想いはあるが、経営が厳しくなる

極めるほどに楽しくなくなるような気がする

 先日、和醸良酒探究会に参加しました。おいしい酒を飲む会です。この日は、一般的においしいと言われている地酒(比較の基準)として「越の白瀧(雪漫々タイプの酒)」が出された。並んだ酒は8銘柄以上。(1)「千代の園:原酒」(平成3年度:新酒)と(平成2年度:1年間冷蔵保存)(2)「神亀:純米」(にごり酒:発砲タイプ)と(一般の純米酒)(3)「久保田(万寿):大吟醸」(この日一番高い酒:5,000円/4号)(4)「四季桜:吟醸」(5)「瑞穂菊:大吟醸」(6)「栄光富士:大吟醸」そのほか、「富貴の誉:純米しずく」や「銀盤」などなど。

※よくよく見ると、ブログ「和醸良酒探究会」の項の資料3)の会合でした。

 (3)と(6)以外は、とてもおいしかった。((3)と(6)については、かなり人工的な処理(炭素ろ過、ヤコマン:つけ香)が感じられ、おいしいのはおいしいのだが不自然さがある)(5)については少々古くなっていたこともあり、ヒネ香が出ていたもののお気に入りの逸品であった。(1)の新酒は新酒にありがちなフルーティーな香りが楽しめ、よく熟れたビワを連想させた。冷蔵保存酒は香りが味に変わり、枯れた味が楽しめた。(4)はクイクイと飲める酒。とても飲みやすい。

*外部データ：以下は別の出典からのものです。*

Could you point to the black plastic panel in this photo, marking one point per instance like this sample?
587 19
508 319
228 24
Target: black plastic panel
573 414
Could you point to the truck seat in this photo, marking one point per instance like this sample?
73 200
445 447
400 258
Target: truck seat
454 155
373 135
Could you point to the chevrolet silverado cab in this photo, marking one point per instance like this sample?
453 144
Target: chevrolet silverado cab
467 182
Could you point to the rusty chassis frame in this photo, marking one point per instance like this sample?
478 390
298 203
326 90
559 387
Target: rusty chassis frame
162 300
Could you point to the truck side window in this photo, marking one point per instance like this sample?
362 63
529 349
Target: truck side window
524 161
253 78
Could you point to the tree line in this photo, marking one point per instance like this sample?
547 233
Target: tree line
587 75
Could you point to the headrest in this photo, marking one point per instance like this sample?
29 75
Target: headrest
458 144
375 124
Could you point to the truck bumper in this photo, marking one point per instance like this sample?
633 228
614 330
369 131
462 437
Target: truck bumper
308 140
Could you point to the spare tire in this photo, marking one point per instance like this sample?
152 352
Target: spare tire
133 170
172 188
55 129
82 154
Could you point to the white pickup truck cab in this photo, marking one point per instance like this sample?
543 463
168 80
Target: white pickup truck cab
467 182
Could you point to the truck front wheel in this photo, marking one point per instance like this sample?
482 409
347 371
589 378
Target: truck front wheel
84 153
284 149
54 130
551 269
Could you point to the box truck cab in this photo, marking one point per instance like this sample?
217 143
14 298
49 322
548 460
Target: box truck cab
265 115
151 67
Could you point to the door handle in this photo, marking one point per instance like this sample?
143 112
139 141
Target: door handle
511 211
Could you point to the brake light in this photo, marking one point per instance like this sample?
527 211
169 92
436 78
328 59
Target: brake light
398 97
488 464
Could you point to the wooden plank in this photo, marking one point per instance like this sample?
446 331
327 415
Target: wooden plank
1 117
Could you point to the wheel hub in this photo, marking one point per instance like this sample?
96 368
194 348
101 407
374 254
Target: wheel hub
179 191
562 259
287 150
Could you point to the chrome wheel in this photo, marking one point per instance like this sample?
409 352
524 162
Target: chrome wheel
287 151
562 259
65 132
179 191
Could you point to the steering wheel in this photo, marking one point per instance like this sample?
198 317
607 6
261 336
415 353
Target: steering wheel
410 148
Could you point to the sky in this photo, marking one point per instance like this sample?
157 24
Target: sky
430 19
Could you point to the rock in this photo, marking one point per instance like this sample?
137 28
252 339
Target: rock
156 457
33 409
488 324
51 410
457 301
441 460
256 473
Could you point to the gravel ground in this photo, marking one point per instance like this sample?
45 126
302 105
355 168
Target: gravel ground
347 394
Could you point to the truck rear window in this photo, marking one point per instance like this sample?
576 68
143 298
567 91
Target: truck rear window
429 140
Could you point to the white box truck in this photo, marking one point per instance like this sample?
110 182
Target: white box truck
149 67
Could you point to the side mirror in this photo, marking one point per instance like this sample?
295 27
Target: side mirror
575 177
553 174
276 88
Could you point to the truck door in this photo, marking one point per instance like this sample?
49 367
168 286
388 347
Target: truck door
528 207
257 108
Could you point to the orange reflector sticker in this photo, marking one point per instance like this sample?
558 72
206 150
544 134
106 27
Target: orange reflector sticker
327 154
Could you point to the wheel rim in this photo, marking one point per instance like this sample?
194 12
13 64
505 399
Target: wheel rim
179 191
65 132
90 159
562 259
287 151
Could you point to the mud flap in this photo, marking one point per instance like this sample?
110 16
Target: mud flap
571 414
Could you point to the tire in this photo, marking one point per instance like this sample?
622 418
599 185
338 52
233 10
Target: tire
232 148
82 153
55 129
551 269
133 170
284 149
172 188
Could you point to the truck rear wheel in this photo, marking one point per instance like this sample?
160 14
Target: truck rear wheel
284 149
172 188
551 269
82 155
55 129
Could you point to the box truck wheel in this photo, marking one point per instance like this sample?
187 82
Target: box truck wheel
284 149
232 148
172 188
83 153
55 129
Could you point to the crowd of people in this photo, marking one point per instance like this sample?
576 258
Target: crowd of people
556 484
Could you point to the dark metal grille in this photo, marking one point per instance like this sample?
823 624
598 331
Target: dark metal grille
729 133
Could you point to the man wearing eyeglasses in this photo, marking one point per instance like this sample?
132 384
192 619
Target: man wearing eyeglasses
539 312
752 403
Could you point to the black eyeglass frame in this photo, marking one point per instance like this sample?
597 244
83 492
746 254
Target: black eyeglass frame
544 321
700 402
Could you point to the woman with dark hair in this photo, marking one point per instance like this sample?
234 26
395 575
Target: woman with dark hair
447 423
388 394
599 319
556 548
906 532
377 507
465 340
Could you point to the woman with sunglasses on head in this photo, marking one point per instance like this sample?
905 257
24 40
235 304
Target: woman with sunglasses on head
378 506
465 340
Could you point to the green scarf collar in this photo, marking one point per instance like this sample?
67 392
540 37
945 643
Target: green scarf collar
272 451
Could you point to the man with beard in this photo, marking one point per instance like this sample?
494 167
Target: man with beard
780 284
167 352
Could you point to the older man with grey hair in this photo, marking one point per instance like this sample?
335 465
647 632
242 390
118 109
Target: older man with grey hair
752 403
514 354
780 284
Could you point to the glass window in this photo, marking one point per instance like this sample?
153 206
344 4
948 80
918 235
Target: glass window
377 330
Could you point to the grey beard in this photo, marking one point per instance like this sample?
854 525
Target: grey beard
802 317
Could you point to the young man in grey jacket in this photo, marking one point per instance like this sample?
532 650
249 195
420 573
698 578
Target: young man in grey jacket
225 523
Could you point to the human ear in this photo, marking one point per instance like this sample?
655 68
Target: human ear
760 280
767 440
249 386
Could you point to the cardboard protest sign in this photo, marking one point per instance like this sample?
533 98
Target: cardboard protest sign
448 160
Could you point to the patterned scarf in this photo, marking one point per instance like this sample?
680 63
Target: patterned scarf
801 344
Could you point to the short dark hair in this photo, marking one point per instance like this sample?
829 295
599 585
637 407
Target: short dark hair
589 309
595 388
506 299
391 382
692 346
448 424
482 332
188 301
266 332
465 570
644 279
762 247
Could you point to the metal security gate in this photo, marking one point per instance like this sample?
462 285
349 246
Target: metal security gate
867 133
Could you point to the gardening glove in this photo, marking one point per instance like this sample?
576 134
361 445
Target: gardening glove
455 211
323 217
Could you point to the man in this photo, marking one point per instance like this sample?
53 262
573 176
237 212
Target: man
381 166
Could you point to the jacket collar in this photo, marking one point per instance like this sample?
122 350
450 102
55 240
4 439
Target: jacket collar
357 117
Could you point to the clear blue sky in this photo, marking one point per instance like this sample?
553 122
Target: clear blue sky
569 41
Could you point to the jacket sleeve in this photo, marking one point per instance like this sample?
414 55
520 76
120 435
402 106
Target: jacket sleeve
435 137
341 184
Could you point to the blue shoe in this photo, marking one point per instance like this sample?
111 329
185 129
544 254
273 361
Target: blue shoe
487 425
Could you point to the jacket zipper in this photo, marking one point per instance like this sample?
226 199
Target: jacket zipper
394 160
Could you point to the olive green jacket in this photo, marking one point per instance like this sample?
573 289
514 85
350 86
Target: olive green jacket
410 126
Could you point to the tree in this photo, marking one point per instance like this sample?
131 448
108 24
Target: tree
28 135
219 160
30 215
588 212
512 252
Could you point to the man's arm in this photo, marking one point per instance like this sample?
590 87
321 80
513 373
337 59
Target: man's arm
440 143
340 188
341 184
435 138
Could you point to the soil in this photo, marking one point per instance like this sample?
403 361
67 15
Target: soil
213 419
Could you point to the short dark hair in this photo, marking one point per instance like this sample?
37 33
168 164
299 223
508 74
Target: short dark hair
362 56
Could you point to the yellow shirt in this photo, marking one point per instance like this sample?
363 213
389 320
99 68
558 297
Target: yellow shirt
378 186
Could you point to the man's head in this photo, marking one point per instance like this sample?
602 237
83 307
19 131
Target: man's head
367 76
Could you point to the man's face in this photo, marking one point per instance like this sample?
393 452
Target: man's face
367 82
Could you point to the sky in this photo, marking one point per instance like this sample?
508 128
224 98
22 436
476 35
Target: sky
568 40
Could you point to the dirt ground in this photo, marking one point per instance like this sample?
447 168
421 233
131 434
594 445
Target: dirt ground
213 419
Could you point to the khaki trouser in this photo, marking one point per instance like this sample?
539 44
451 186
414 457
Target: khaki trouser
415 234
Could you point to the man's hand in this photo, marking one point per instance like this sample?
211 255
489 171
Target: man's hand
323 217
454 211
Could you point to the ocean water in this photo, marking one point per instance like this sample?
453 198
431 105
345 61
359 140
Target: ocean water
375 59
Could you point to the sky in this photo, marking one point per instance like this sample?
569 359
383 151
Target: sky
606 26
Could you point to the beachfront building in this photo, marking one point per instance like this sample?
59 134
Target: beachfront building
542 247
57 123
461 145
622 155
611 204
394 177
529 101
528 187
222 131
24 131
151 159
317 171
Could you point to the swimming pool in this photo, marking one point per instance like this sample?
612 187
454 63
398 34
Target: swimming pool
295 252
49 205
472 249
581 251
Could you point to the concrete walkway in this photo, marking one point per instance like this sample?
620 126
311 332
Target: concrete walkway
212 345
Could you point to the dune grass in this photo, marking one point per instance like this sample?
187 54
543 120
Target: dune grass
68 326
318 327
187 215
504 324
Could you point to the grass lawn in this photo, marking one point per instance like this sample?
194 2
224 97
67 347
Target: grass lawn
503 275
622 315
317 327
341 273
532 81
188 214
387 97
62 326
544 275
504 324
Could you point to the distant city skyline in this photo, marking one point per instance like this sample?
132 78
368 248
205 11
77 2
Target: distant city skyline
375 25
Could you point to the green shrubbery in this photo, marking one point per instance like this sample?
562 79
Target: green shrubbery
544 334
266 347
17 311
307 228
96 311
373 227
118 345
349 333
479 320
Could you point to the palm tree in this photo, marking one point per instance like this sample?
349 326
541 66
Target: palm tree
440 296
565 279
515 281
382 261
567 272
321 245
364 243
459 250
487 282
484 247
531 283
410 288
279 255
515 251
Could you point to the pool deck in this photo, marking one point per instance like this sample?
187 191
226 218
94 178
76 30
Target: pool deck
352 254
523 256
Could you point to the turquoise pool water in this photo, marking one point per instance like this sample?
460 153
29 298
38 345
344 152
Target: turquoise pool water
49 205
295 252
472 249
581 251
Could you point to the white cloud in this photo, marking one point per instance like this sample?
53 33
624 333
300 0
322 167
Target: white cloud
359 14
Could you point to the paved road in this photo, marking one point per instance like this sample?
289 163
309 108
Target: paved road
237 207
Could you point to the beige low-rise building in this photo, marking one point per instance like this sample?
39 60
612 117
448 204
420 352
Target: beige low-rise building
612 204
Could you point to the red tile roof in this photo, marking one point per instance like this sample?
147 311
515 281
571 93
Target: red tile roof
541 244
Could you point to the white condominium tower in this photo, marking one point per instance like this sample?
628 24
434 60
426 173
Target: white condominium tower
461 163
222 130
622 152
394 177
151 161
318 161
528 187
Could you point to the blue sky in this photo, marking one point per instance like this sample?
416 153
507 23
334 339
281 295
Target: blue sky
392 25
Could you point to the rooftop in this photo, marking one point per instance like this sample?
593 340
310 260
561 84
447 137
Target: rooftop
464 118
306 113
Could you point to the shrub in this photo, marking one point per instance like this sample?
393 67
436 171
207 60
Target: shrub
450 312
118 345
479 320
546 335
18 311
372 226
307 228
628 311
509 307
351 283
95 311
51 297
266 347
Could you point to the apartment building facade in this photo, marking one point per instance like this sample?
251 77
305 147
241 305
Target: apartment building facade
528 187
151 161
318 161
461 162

 今回「おおっ、スゲェ」と思ったのは(2)。埼玉の酒である。食中酒をコンセプトにしていることもあり“冷や”で飲んだらまずい酒。アミノ酸の含有量が少ない酒で、キレは驚くほど良い。脂分の多い食事に合い、この日はエビとホタテの炒め物にカンをつけて飲んだ。とてもいい。日本酒版の紹興酒で、口の中の脂をスッと流してくれる。とてもいい。

 いろんな酒を味わった後は、雑談。この日の参加者のほとんどが岡福市と津唐市の人。ビルの設計士や写真家、美容師などクリエイティブな業種の人やかまぼこ店の店主など、味にうるさいクセ者ばかり。ちなみに前記の評価も彼らの受け売りで、個人的にはどれもおいしかったというのが正直なところ。特に、かまぼこ店の店主の話にはうならされた。「味の素を入れないと売れない話」「合成保存料を入れないと売れない話」「自分の子どもも化学調味料の影響で味音痴であるという話」「思いと商売は相反する話」などなど

 また、この日飛び入りで参加した酒蔵の主人は、こうボヤいていた。「高い酒であろうと安い酒であろうと、1本当たりの収益は同じ」「高いものは造るのに苦労するので、安いものを造った方が楽」「すべてを純米酒にしたいという思いはあるが、経営ができなくなる」「酔うためだけに飲む人がいる以上、混ぜ物いっぱいの安酒も作らざるを得ない」などなど……みんな苦労しているんですね。